Arizona's governor argues that American sovereignty begins in the constitution, and at the border.

By Julianne Hing Oct 06, 2010

Arizona Gov. Jan Brewer wants to block nearly a dozen countries who disagree with SB 1070 from weighing in on the law when it’s considered by the Ninth Circuit Court of Appeals. Brewer filed a motion Tuesday afternoon with the court, a day after Mexico and ten other countries asked permission to file friend of the court briefs in support of the Department of Justice’s lawsuit challenging the law. SB 1070 is the harsh anti-immigrant law that would have made being undocumented in Arizona a state crime, and authorized law enforcement to question a person about their immigration status if they had "reasonable suspicion" to believe a person didn’t have documents.
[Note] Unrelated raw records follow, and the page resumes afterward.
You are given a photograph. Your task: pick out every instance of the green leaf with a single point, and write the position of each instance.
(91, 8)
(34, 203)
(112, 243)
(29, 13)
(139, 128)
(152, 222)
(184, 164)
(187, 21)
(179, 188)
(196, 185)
While part of the law was enjoined in July by U.S. District Court Judge Susan Bolton, other parts went into effect. SB 1070 in its current form includes crackdowns on day laborers, strengthened employer sanction laws and a provision that forbids the creation of so-called "sanctuary cities" in Arizona. At the time, Mexico, together with Bolivia, Colombia, El Salvador, Guatemala, Nicaragua, Paraguay and Peru filed amicus briefs in support of the DOJ lawsuit. Now at the appellate court, Argentina, Brazil, Chile, Costa Rica, and Ecuador, El Salvador, Nicaragua, Paraguay and Peru have asked to join Mexico in its amicus brief. "As do many citizens, I find it incredibly offensive that these foreign governments are using our court system to meddle in a domestic legal dispute and to oppose the rule of law," Brewer said in a statement yesterday. "What’s even more offensive is that this effort has been supported by the U.S. Department of Justice. American sovereignty begins in the U.S. Constitution and at the border." Michigan, Alabama, Florida, Idaho, Louisiana, Nebraska, Pennsylvania, South Carolina, South Dakota, Texas and Virginia have filed briefs in support of SB 1070. A set of cities including Baltimore, Seattle and San Francisco have backed the federal government’s challenge. "I am confident the Ninth Circuit will do the right thing and recognize foreign interference in U.S. legal proceedings and allow the State of Arizona to respond to their brief," Brewer said. The Ninth Circuit is set to hear oral arguments during the week of November 1 in San Francisco.